COMBATE AO CRIME ORGANIZADO
A acusação também alega ser "inegável que os elementos constantes nos autos indicam a existência de um esquema criminoso de grande envergadura, lesivo à ordem pública e à economia, uma vez que o grupo movimenta quantias vultosas destinadas ao financiamento do tráfico de drogas. Dada a forma como a atividade ilícita é praticada, constata-se que os valores movimentados pelos investigados extrapolam os parâmetros de normalidade".
"Revela-se essencial a adoção de providências que assegurem a indisponibilidade de bens e valores pertencentes aos criminosos ou à organização criminosa, ainda que formalmente registrados em nome de terceiros, comumente denominados 'laranjas'".
O juiz da Vara de Delitos de Organizações Criminosas decidiu no último dia 9 de setembro manter o bloqueio destacando que "uma ordem de sequestro, que tem como objetivo garantir o resultado útil do processo e de assegurar o ressarcimento futuro do eventual dano causado pelo delito".
No total, foram identificadas 68 pessoas físicas e jurídicas no Ceará que realizaram transações com Alexandre de 2022 a 2024. A partir da análise de dados, as autoridades descobriram que os demais supostamente envolvidos no esquema recebiam do 'laranja' valores significativos.
FICHA EXTENSA DE 'SKIDUM'
Carlos Mateus da Silva Alencar, o 'Skidum' ou 'Fiel', consta na Lista dos Mais Procurados da SSPDS, onde é descrito como "chefe de organização criminosa com atuação no bairro Pirambu, em Fortaleza/CE, com antecedentes criminais por homicídio, tráfico de drogas, porte ilegal de arma de fogo" e "indivíduo de alta periculosidade".
10 processos por homicídio que tramitam na Justiça do Ceará têm Carlos Mateus como investigado ou réu (dos quais 9 aconteceram em 2022 e 2023). Segundo a Polícia, 'Skidum' ordena homicídios principalmente na região do Grande Pirambu.
Ele também responde a processos por tráfico de drogas e por integrar organização criminosa. Ao ser procurado pela polícia cearense, 'Skidum' fugiu para o Rio de Janeiro, berço da facção Comando Vermelho.
MANSÕES DO TRÁFICO
Três construções de luxo na favela da Rocinha, que abrigavam criminosos do Ceará, foram demolidas em uma ação conjunta dos Ministérios Públicos do Ceará e do Rio de Janeiro, no último mês de junho.

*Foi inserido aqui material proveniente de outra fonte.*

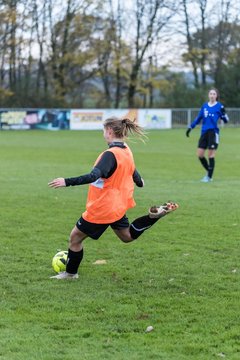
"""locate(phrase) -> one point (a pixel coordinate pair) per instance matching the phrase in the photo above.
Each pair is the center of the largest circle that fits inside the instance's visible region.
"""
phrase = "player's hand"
(59, 182)
(188, 132)
(223, 110)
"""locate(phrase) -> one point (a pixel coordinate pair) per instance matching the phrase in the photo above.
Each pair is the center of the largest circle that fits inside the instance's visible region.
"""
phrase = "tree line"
(116, 53)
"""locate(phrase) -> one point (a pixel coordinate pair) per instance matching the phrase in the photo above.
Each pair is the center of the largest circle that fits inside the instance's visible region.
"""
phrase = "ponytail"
(124, 127)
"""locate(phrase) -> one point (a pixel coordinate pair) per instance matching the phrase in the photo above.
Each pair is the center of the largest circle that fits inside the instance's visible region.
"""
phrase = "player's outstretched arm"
(59, 182)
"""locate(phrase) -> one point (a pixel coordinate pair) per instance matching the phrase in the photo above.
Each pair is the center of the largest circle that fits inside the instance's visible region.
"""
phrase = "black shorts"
(94, 231)
(209, 140)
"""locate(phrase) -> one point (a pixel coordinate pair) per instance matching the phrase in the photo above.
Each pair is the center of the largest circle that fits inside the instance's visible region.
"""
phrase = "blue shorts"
(209, 140)
(94, 231)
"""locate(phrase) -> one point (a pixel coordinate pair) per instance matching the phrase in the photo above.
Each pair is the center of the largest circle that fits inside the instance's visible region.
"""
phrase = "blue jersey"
(209, 115)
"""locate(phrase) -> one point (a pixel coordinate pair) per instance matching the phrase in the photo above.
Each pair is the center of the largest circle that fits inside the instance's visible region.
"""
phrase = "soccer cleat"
(206, 179)
(160, 211)
(64, 275)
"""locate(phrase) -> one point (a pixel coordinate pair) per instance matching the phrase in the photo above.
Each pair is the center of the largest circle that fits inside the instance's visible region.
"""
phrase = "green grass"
(181, 276)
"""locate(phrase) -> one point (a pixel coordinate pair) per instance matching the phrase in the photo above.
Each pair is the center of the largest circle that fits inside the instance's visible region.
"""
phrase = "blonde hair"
(124, 127)
(216, 91)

"O combate ao crime organizado exige união, inteligência e ação integrada. E é com esse esforço interinstitucional que seguiremos firmes, determinados a romper as estruturas do crime e promover a justiça que a sociedade cearense merece", afirmou o procurador-geral de Justiça do Ceará, Haley Carvalho.Conforme informações do MPCE, os imóveis foram erguidos ilegalmente para servir de esconderijo e moradia para integrantes de grupos criminosos oriundos do Estado, foragidos da Justiça.
O MPCE detalhou que as construções de luxo ficavam localizadas na região da Dionéia. Com uma área de aproximadamente 2 mil metros quadrados, os imóveis variavam entre dois e sete andares, com alto padrão de acabamento, incluindo piscina e área gourmet. Também contavam com passagem secreta para uma escada que dava acesso a uma região de mata, para tentar facilitar fugas.